The shares rebounded slightly in Johannesburg early Monday after the owner of chains including Mattress Firm in the U.S. and Conforama in France appointed Moelis & Co. to handle discussions with lenders and AlixPartners LLP to advise on “liquidity management and operational measures.” The gain, in volatile trading, follows a crash of more than 80 percent in the shares last week after Steinhoff said it was unable to publish its results and announced the departure of Chief Executive Officer Markus Jooste.
Investec Plc said Monday that it has credit and derivative exposure to Steinhoff, without specifying the amount.
The retailer “is currently fully focused on safeguarding operational liquidity to continue funding existing operations throughout its various subsidiaries,” Steinhoff said in a statement late Sunday. “The group is asking for and requires continued support in relation to existing facilities.”
The appointment of the advisers marked Steinhoff’s first move to tap outside help to deal with an unfolding accounting crisis at a company with $21 billion of exposure to creditors and 130,000 employees. On Friday, after staying silent for much of the week as its shares and its bonds plunged, Steinhoff postponed by a week a crucial meeting with lenders that was set for Monday.

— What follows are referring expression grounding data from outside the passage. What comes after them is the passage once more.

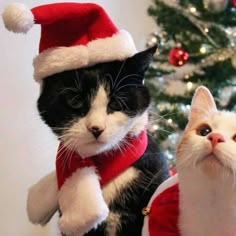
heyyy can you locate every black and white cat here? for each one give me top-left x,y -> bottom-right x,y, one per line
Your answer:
28,46 -> 169,236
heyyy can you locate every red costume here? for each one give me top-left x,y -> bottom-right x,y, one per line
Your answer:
56,130 -> 148,189
142,175 -> 180,236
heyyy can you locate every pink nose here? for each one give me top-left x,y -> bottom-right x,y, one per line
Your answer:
207,133 -> 225,147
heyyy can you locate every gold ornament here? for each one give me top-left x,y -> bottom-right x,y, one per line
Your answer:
142,207 -> 150,216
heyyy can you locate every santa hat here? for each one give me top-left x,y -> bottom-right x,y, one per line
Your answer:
2,2 -> 137,81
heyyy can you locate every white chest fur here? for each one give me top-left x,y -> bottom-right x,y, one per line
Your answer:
178,171 -> 236,236
102,167 -> 139,235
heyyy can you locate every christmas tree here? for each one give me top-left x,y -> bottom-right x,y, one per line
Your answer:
146,0 -> 236,166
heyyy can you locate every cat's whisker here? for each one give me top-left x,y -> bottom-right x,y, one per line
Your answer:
148,106 -> 179,117
74,70 -> 81,90
57,144 -> 72,161
61,148 -> 74,176
104,73 -> 114,90
141,166 -> 170,194
113,60 -> 127,89
58,86 -> 80,95
116,96 -> 129,110
114,74 -> 143,90
232,167 -> 236,188
176,155 -> 192,168
51,126 -> 69,131
147,127 -> 174,136
148,113 -> 180,125
38,110 -> 47,115
113,83 -> 142,94
69,94 -> 82,104
113,97 -> 125,110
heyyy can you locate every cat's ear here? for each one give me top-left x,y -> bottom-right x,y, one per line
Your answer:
189,86 -> 217,123
126,45 -> 157,74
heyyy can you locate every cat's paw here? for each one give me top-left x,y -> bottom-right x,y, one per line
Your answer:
58,167 -> 109,235
59,199 -> 109,235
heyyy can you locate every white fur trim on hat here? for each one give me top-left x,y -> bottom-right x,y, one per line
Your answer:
2,3 -> 34,33
33,30 -> 137,81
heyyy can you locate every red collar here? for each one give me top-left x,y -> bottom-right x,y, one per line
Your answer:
56,130 -> 147,189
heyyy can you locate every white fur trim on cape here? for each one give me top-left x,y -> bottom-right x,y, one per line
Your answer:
2,3 -> 34,33
33,30 -> 137,81
142,174 -> 179,236
27,171 -> 58,225
58,167 -> 109,235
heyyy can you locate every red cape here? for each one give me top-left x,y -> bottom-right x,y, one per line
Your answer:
142,175 -> 180,236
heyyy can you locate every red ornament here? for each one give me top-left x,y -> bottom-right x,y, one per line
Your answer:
231,0 -> 236,7
168,47 -> 189,66
169,164 -> 177,176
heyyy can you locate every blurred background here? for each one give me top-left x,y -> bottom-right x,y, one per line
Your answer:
0,0 -> 155,235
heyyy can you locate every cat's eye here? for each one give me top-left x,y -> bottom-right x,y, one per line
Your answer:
232,134 -> 236,142
196,124 -> 212,136
108,98 -> 122,112
67,99 -> 83,109
65,94 -> 83,109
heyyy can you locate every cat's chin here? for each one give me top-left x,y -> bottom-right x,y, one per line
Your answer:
198,154 -> 225,177
76,143 -> 110,158
202,154 -> 223,165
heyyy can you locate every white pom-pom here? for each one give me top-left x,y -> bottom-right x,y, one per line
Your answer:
2,3 -> 34,33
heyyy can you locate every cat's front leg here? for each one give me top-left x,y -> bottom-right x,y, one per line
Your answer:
58,166 -> 109,236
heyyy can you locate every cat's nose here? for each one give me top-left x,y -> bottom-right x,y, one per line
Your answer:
207,133 -> 225,147
88,126 -> 104,139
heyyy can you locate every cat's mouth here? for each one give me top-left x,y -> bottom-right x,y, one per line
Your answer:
201,153 -> 224,166
90,139 -> 107,144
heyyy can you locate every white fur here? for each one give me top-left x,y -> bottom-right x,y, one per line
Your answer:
86,86 -> 108,133
58,166 -> 109,235
27,165 -> 140,233
105,212 -> 121,236
188,86 -> 217,128
2,3 -> 34,33
178,171 -> 236,236
62,85 -> 148,158
27,171 -> 58,225
177,86 -> 236,236
33,30 -> 137,81
103,167 -> 140,204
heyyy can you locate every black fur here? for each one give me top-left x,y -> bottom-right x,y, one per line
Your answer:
37,46 -> 169,236
83,135 -> 169,236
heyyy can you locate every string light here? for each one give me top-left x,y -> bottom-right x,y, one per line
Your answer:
152,125 -> 159,130
187,82 -> 193,91
184,74 -> 190,79
218,55 -> 225,61
200,46 -> 207,54
189,6 -> 197,13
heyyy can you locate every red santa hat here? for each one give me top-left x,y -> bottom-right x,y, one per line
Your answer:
2,2 -> 137,81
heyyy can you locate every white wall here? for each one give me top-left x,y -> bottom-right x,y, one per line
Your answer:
0,1 -> 156,235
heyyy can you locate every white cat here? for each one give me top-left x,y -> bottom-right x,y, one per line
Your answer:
177,86 -> 236,236
142,86 -> 236,236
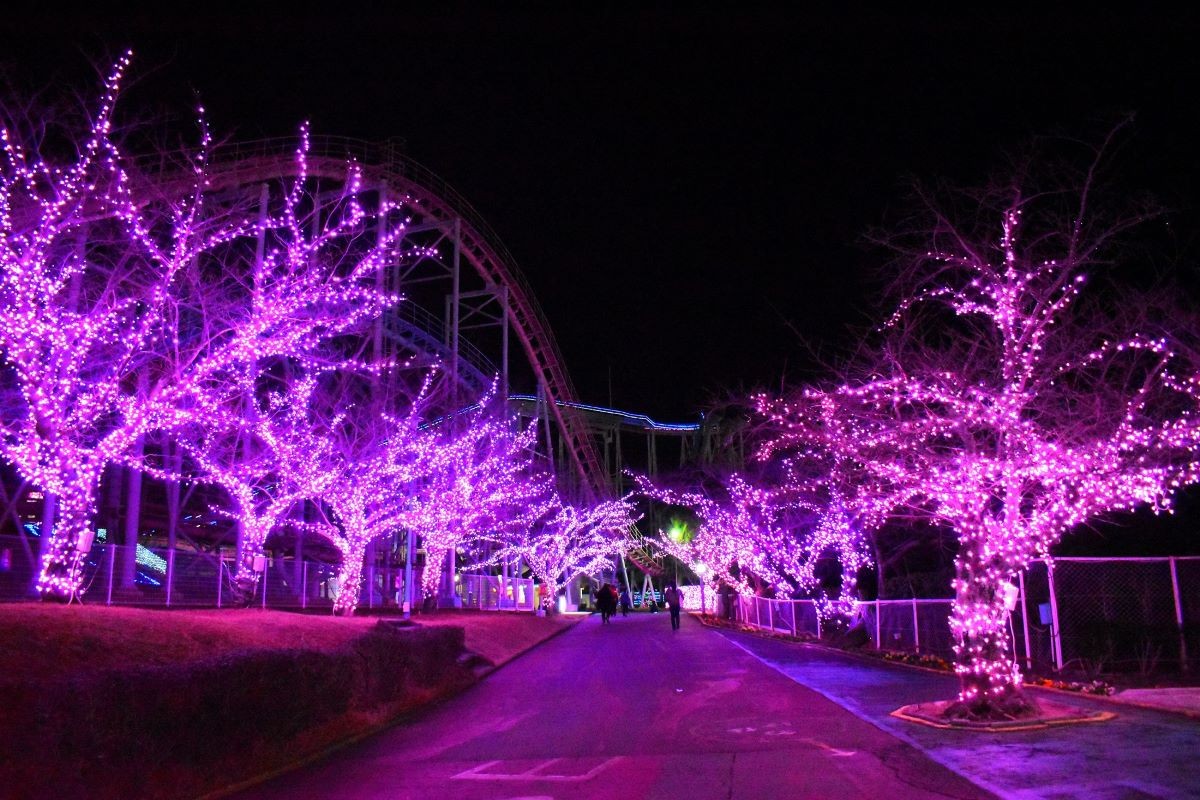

The shares were up 31 percent in early Johannesburg trading. Last week’s freefall wiped out a majority of the net worth of Chairman Christo Wiese and an investment by the Public Investment Corp., which manages the pension funds of South African government workers.
The company had been on an acquisition spree since Wiese bought into the company via the sale of his African chain of Pep stores in 2014. The deal-making has included Poundland in the U.K., while the retailer also made unsuccessful bids for Darty in France and the U.K.’s Argos. Wiese, 76, is now valued at $1.8 billion, compared with $4.4 billion on Tuesday, according to the Bloomberg Billionaires Index.
Steinhoff had been due to meet bankers in a regular annual meeting on Monday, but postponed the event after failing to publish audited full-year earnings. That showdown is now scheduled for Dec. 19, although Sunday’s statement indicates audited financials won’t be ready by then. Total exposure to lenders and other creditors was almost 18 billion euros ($21 billion) as of the end of March.